The distortion was wrought by Max Muller, the famous indologist who codified Hindu sacred texts which had pre-dated him by millennia and ‘gifted’ them to the Indians, in his attempt at simplifying and ‘rigidifying’ the concept of Varna. He was working from a document presented to the East India Company by a Jesuit missionary Abbe Dubois, who had himself pillaged the work of another priest – Pere Coeurdoux (re: Nicholas Dirks – ‘Castes of Mind’).

By the process of re-identification, the population, unaware of the politics of rewriting which was being practised behind its back, re-identified with the new version of their identity. This was disseminated by the new people in power, who had lost the memory of how identities used to work over the generations, and identities became rigid and codified and seemingly unchanging.

But because of the cultural devalorisation of Hindu culture by colonial powers – which some may deliberately view as an illusion despite the known facts of how colonialism worked — there developed an aggressive identification of Hindu identity which was codified by thinkers like Sarvarkar, who was reacting to conditions of extreme devalorisation in colonial India. This is something similar to what is happening nowadays. The rabid anti-hindu discourse in the public space is such that educated young people are dis-identifying themselves from any affiliation with Hinduism. They succumb to the negative connotations because they are internalizing the discourse of those who control the lever of discourse and communication, those who control which ideas are disseminated to the public.

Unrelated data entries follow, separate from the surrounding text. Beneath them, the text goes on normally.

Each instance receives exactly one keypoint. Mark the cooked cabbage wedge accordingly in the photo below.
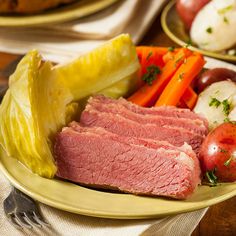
(41, 99)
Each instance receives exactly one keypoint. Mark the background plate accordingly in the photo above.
(174, 28)
(60, 14)
(74, 198)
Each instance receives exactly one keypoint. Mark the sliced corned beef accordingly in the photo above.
(167, 111)
(151, 143)
(120, 125)
(194, 125)
(96, 157)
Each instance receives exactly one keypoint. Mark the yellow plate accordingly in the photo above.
(174, 28)
(70, 12)
(74, 198)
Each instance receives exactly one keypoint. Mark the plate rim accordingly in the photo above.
(103, 213)
(54, 15)
(172, 36)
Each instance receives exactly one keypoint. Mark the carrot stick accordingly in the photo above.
(149, 56)
(147, 95)
(168, 56)
(181, 80)
(189, 97)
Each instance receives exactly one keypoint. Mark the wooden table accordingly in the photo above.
(220, 220)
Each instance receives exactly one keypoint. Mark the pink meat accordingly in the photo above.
(195, 125)
(97, 157)
(167, 111)
(120, 125)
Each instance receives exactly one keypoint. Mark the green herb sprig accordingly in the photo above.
(212, 178)
(150, 75)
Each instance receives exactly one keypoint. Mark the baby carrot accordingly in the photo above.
(189, 97)
(147, 94)
(181, 80)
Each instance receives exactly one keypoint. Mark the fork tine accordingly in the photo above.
(22, 222)
(31, 220)
(12, 219)
(39, 219)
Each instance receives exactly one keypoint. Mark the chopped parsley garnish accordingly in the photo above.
(227, 163)
(214, 102)
(209, 30)
(148, 56)
(226, 107)
(223, 150)
(226, 20)
(150, 75)
(225, 9)
(171, 49)
(211, 177)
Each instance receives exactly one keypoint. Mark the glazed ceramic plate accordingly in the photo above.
(174, 28)
(81, 200)
(61, 14)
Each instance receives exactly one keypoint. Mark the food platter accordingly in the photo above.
(174, 28)
(81, 200)
(78, 199)
(65, 13)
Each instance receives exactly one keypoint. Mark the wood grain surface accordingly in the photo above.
(220, 219)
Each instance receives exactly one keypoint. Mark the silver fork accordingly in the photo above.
(22, 211)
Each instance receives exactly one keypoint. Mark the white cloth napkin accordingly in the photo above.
(65, 41)
(68, 224)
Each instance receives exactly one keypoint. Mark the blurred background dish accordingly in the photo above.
(174, 28)
(74, 10)
(35, 6)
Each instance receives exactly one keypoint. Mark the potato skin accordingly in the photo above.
(213, 75)
(218, 152)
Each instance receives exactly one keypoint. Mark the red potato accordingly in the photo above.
(188, 9)
(218, 152)
(214, 75)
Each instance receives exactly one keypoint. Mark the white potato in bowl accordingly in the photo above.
(214, 27)
(213, 101)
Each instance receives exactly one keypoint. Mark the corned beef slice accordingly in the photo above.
(126, 127)
(196, 126)
(151, 143)
(95, 156)
(166, 111)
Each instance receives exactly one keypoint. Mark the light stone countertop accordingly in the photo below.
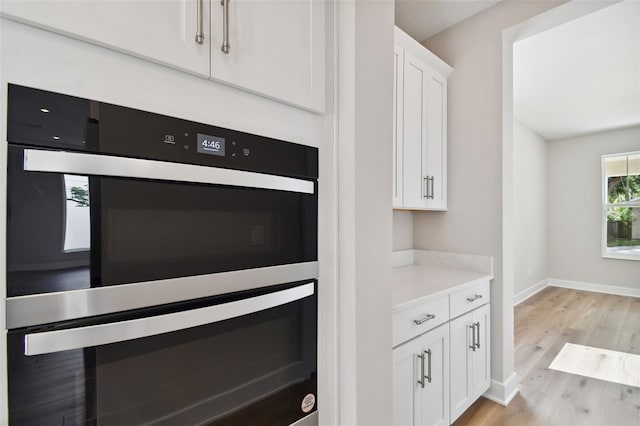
(420, 276)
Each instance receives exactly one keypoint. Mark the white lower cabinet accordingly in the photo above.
(421, 379)
(441, 358)
(470, 346)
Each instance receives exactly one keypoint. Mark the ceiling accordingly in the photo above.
(581, 77)
(423, 18)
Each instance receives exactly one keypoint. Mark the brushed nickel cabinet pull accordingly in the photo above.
(226, 46)
(425, 187)
(473, 337)
(426, 318)
(199, 22)
(431, 191)
(421, 380)
(428, 376)
(474, 298)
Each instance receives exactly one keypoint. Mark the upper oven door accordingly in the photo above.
(80, 221)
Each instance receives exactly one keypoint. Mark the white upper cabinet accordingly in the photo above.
(160, 31)
(420, 181)
(398, 75)
(276, 47)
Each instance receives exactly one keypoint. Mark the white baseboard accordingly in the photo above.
(598, 288)
(503, 393)
(574, 285)
(527, 293)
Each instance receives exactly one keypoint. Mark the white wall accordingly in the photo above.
(45, 60)
(575, 218)
(365, 129)
(402, 230)
(473, 223)
(530, 207)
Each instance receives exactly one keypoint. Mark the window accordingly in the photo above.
(77, 225)
(621, 206)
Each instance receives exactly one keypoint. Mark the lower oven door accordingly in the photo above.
(238, 359)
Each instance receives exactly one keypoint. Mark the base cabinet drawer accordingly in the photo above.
(414, 321)
(441, 356)
(469, 298)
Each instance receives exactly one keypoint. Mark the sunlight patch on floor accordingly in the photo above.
(602, 364)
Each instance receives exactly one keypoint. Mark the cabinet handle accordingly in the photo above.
(421, 380)
(426, 318)
(428, 376)
(225, 27)
(425, 187)
(474, 298)
(431, 191)
(199, 22)
(473, 337)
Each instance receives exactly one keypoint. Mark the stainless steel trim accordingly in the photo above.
(427, 317)
(94, 335)
(474, 298)
(421, 381)
(94, 164)
(310, 420)
(200, 24)
(428, 376)
(23, 311)
(226, 46)
(473, 337)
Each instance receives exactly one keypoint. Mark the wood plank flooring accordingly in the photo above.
(543, 324)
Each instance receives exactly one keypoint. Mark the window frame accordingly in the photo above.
(605, 205)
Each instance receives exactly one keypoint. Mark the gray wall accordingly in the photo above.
(402, 230)
(473, 223)
(575, 194)
(530, 207)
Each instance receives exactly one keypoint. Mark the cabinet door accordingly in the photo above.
(461, 364)
(276, 49)
(436, 169)
(406, 373)
(160, 31)
(421, 380)
(481, 379)
(397, 125)
(414, 133)
(432, 406)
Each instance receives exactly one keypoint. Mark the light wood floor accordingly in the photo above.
(543, 324)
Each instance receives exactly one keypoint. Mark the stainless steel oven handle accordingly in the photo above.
(45, 308)
(94, 335)
(93, 164)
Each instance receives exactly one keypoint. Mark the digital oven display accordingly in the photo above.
(211, 145)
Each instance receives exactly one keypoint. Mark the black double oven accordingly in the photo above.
(159, 271)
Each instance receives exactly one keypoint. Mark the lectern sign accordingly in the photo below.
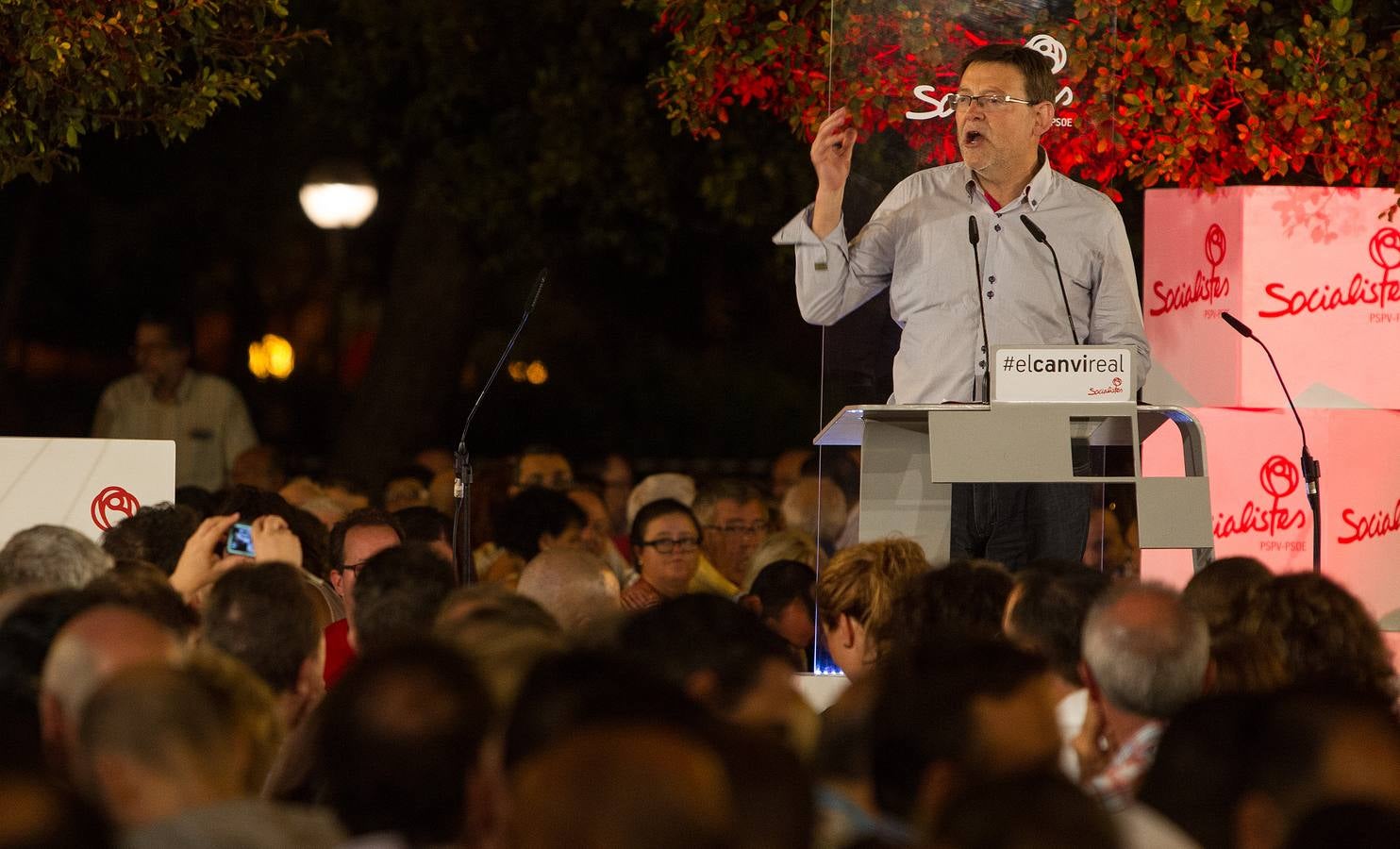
(1063, 375)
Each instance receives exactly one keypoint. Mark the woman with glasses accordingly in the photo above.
(665, 542)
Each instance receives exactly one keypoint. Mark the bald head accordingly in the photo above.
(575, 586)
(625, 788)
(92, 647)
(1147, 652)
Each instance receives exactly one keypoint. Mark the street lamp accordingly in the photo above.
(338, 196)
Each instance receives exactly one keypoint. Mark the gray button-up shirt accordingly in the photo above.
(917, 244)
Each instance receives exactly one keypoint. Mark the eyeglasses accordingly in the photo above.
(992, 103)
(665, 545)
(759, 527)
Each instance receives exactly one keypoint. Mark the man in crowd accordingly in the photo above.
(541, 465)
(1044, 614)
(575, 586)
(90, 649)
(732, 524)
(916, 245)
(165, 400)
(1145, 656)
(353, 541)
(51, 557)
(260, 615)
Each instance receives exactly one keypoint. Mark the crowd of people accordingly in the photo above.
(619, 670)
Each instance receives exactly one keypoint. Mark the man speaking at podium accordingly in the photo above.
(922, 245)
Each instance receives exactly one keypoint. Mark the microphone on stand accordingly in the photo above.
(986, 349)
(460, 458)
(1312, 471)
(1041, 237)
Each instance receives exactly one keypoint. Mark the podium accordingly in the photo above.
(911, 454)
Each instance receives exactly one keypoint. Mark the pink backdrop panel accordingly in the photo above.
(1312, 271)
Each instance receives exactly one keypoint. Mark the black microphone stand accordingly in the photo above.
(1310, 468)
(462, 458)
(974, 237)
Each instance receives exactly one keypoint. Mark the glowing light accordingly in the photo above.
(338, 196)
(272, 356)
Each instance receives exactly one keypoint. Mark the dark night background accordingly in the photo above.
(503, 139)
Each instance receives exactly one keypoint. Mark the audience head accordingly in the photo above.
(399, 741)
(667, 524)
(653, 488)
(355, 540)
(781, 545)
(161, 346)
(1046, 612)
(949, 712)
(249, 503)
(503, 634)
(51, 557)
(407, 487)
(598, 530)
(260, 467)
(1243, 770)
(1324, 635)
(626, 788)
(537, 520)
(153, 534)
(816, 508)
(156, 744)
(1038, 810)
(962, 598)
(398, 595)
(1218, 590)
(1147, 655)
(246, 708)
(732, 524)
(430, 525)
(542, 465)
(143, 588)
(856, 597)
(260, 615)
(575, 586)
(92, 647)
(720, 655)
(783, 598)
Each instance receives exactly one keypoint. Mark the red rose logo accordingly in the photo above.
(1215, 245)
(1385, 248)
(1278, 476)
(116, 500)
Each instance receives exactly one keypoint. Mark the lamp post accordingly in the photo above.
(338, 196)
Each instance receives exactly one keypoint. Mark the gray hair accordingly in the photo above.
(1145, 649)
(51, 557)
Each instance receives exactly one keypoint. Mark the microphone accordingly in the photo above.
(462, 465)
(1041, 237)
(1241, 328)
(974, 237)
(1312, 471)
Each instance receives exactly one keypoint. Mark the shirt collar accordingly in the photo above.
(1035, 192)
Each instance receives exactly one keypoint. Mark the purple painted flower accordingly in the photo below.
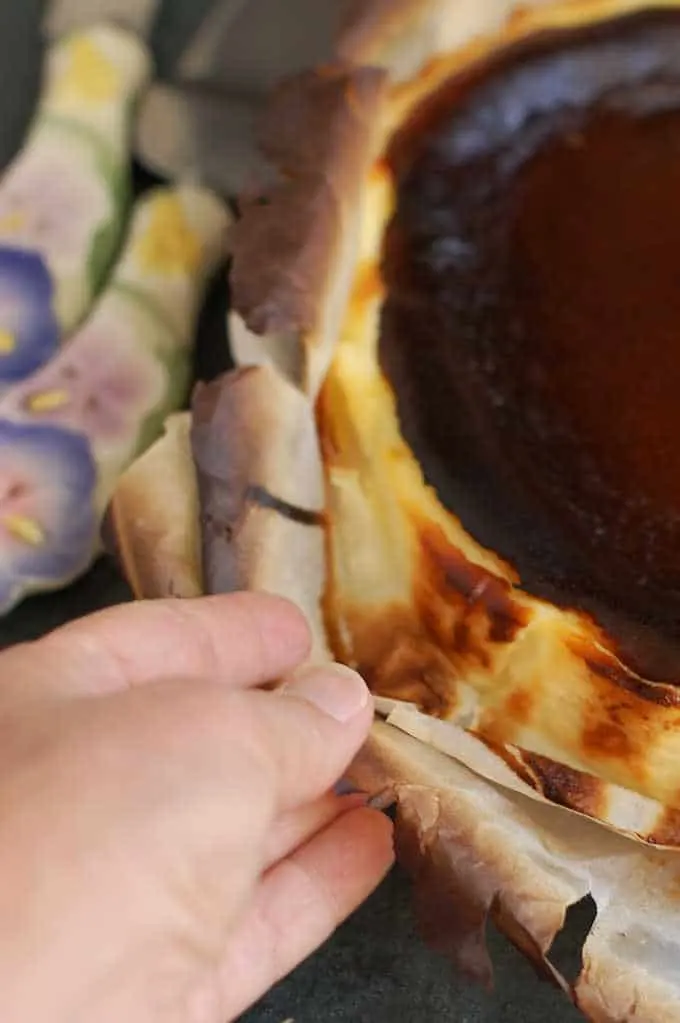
(29, 327)
(48, 521)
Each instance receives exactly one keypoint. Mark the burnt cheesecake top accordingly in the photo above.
(532, 324)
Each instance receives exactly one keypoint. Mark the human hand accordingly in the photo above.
(169, 848)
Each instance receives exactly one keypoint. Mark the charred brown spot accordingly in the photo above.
(400, 661)
(607, 740)
(532, 314)
(620, 675)
(485, 609)
(567, 787)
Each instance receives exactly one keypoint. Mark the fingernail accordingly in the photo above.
(335, 691)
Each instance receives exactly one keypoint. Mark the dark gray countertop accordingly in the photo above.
(375, 969)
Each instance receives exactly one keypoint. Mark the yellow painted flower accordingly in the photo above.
(168, 245)
(88, 76)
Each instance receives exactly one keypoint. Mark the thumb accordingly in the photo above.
(161, 800)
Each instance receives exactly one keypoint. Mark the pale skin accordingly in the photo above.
(170, 846)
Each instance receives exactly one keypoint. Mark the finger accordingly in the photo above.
(295, 828)
(241, 639)
(302, 901)
(293, 745)
(201, 773)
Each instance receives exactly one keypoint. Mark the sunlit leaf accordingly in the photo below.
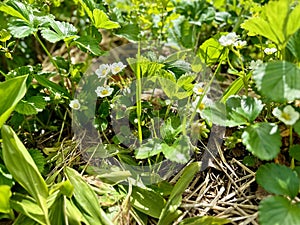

From what I can surmise, it is acceptable to socialize with priests and show public affection for them but it is not acceptable to show any knowledge and understanding of Hindu culture. As one born and brought up within a Hindu family, we can have no knowledge of what it means to be a Hindu. This can only be explained to us by researchers who come to it from the outside, working from the distinguished position as ‘authorised voices’ reproducing the disdain and codified control of Hinduism through Western institutions. The native in short has no right to speak: s/he has to be explained her/his culture by the ‘more knowledgeable’ western outsider.

It is in this context that the discourse of RSS functions in the national sphere. It has become like a code for everyone to condemn and if you refuse to do so, and urge for an understanding of context, you are done for. I would like to see the same people so eager to condemn RSS publicly denounce the aggressive kreol identification of many catholic kreol priests in Mauritius and the fact that some prominent men who have important roles in the world of business can safely say they sympathize with their co-religionists across the world, but never be condemned for their affiliations, as they even post regular updates from problematic preachers.

I do not understand the disparity in treatment, almost as though it is a connivance taking place to alienate Hinduism in a long term colonial strategy which never disappeared. It just went underground.

And before anyone says anything, I will admit that there is a lot to reform in Hinduism and the same goes for other religions. But I never hear any of those so ready to criticize Hinduism bring a single iota of criticism to their own faiths, of reforms that are equally needed. So the RSS becomes the convenient by-word for a strategy of demonization.

Of course, it has to be stressed that there are some who use this to their advantage by using their networks to leverage contracts and advantages. You will note that these are far from being the more refined minds which exist and they would function the same way in any faith, where I am sure their equivalents exist. This I neither approve nor condone. But what I observe is that the behaviour of a few becomes the excuse for condemning the many walking the path of decency. If social malaise there is, it is with this – a malaise which remains unrecognized, unacknowledged but which is visible to those who want to see.